The game's sound and music is iconic, so it's hard to talk about it without talking about the game's music tracks.  We all know that "Type-A" sounds like a Russian melody, and that's because it was apparently based upon a Russian folk song.  "Type-C" is based on a piece by Johann Sebastian Bach, which gives it that classical sound.  "Type-B", however, is a wholly original tune, and composer Hirokazu Tanaka managed to also channel that Russian folk vibe to great effect.  Add the bouncy title screen theme, the high score music, and the triumphant music that plays as the rocket launches, and despite its diminutive size, the score is as well composed as one could hope for.  Sounds are also iconic, with the funny block rotation sound, the nice "slap" sound when you drop a piece to the bottom, the subtle single-line clear noise, and the not-so-subtle "Tetris" clear noise, as well as the "I'm dead!" sound that plays when you get a Game Over by filling up the play field.  They're not the best sounds you can produce on the hardware, but for an early title, they're still impressive.

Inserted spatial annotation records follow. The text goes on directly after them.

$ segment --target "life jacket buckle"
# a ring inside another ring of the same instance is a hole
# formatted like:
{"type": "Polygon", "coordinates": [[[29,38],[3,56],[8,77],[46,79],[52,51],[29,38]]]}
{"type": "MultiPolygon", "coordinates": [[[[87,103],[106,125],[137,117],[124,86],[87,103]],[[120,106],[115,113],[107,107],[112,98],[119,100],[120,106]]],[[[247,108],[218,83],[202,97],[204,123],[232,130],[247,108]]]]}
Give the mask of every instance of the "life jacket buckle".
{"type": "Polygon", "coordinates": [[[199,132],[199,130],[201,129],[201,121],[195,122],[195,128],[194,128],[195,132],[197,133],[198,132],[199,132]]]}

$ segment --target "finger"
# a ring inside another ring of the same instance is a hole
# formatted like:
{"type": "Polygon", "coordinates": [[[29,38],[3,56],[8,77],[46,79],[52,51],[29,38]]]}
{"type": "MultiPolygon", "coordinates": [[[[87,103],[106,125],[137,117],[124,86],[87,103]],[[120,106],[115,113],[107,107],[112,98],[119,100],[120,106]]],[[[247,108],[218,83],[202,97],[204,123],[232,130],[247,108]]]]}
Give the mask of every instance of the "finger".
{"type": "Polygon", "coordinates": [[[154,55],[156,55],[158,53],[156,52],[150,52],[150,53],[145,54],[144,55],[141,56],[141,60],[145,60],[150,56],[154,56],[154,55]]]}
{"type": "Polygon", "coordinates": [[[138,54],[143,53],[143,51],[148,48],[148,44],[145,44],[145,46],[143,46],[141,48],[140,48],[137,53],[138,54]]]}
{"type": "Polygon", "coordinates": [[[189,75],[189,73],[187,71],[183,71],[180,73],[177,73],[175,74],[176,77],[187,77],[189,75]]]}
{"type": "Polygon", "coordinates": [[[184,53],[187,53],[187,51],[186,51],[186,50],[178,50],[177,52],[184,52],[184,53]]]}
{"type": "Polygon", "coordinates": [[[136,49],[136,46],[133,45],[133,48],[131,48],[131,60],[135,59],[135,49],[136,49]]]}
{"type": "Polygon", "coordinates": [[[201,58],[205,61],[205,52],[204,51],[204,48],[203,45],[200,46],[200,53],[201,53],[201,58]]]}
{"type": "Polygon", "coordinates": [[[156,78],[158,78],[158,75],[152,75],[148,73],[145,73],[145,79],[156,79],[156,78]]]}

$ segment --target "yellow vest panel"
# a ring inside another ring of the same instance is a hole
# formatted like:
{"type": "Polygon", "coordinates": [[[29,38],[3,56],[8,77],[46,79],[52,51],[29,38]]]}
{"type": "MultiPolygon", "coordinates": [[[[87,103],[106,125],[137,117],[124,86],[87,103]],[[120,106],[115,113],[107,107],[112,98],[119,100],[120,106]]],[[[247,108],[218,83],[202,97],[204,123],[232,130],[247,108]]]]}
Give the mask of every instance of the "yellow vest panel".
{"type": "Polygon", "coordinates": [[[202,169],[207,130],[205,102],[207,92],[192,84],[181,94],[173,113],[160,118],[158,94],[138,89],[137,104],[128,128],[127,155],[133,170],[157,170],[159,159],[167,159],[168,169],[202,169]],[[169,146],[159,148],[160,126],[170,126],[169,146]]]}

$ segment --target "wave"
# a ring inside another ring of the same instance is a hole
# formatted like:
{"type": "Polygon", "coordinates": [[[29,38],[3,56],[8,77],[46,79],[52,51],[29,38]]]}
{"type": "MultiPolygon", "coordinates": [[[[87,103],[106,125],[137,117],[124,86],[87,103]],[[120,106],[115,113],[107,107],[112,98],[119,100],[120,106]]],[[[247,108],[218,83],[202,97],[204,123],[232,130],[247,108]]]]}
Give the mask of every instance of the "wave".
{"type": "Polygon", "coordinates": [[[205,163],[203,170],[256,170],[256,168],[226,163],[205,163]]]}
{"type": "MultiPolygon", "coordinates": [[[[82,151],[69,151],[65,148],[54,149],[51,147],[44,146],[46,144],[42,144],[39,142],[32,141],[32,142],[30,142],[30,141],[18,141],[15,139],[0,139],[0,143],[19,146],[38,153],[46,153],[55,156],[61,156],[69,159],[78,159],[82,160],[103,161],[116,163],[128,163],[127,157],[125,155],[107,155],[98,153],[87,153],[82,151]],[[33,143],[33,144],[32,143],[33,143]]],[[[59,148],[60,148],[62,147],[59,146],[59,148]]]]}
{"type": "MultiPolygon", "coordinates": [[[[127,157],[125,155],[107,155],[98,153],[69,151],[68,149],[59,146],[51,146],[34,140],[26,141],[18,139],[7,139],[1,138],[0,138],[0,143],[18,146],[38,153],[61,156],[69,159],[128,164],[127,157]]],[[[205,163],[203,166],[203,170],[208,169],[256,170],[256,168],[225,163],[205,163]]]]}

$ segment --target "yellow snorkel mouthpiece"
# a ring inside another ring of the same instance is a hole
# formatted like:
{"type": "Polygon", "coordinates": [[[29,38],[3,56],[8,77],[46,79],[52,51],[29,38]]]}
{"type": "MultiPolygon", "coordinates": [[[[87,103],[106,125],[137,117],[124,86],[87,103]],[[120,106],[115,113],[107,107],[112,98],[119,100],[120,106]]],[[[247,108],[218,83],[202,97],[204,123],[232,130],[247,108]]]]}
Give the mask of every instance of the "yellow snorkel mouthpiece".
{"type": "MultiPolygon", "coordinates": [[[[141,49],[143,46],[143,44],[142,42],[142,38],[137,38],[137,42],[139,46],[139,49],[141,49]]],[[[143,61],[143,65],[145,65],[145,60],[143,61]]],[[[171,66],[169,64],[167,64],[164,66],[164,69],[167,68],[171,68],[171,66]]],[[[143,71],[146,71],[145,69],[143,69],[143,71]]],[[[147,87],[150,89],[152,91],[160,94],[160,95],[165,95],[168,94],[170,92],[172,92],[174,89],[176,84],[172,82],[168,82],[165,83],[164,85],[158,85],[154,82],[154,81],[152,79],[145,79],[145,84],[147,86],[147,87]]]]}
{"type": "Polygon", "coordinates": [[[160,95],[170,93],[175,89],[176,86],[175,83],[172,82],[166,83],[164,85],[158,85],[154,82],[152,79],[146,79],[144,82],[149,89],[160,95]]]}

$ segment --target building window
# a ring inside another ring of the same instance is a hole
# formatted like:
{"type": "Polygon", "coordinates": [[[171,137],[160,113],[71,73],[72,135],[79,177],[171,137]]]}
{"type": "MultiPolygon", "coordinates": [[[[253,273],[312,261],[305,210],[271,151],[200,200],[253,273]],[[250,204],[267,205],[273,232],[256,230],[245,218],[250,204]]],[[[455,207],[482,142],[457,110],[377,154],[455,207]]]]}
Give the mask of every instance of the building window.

If you're a Tetris perfectionist like me, you'll see this screen
a lot as you throw game after game, searching for that
perfect play through where you can execute Tetris after Tetris.

As I mentioned earlier, the ability to manage your pieces on the play field and line them up to achieve a "Tetris" is truly the technique that needs to be mastered to get the most out of the game.  Based on the pieces that fall, I generally try and choose either the right or left side of the board to leave open, stack up pieces to make a complete, 4-line (or higher) group, and leave the space for the 4-square "line" piece to complete that "Tetris" and score big points.  As pieces fall, and you place them, you have to be cognizant of all 7 pieces available, because you might get 3 big squares in a row, or the "L" and "J" pieces, and have nowhere to put them.  This puzzle piece management is of the utmost importance; otherwise, you'll find yourself expending available lines to clear away ill-placed pieces, rather than making "Tetris" blocks.  To increase the challenge, you can press the Select button during play to turn off the preview of what the next piece will be, which removes your ability to plan ahead by a move.

Starting at a higher level means you can rack up points
faster, and begin to achieve scores upwards of 100,000.

It seems surreal to talk about Tetris on the Game Boy, more than 25 years after its release.  It's difficult to pinpoint what it is about the game that makes it so addictive.  I picked it up a couple days ago, intending to play a round or two, and before I knew it, I had burned over 2 hours playing, without even realizing it.  That's much of what the game has going for it - that deceptive simplicity and addictive game play.  That addictive quality is only part of the game's appeal, and hopefully I've illustrated that above.  Make no mistake - if you own an original Game Boy, Game Boy Pocket, or even a newer Game Boy Color or Advance, you owe it to yourself to play the original Tetris release, because it's just one of those games every gamer should experience.  Essential.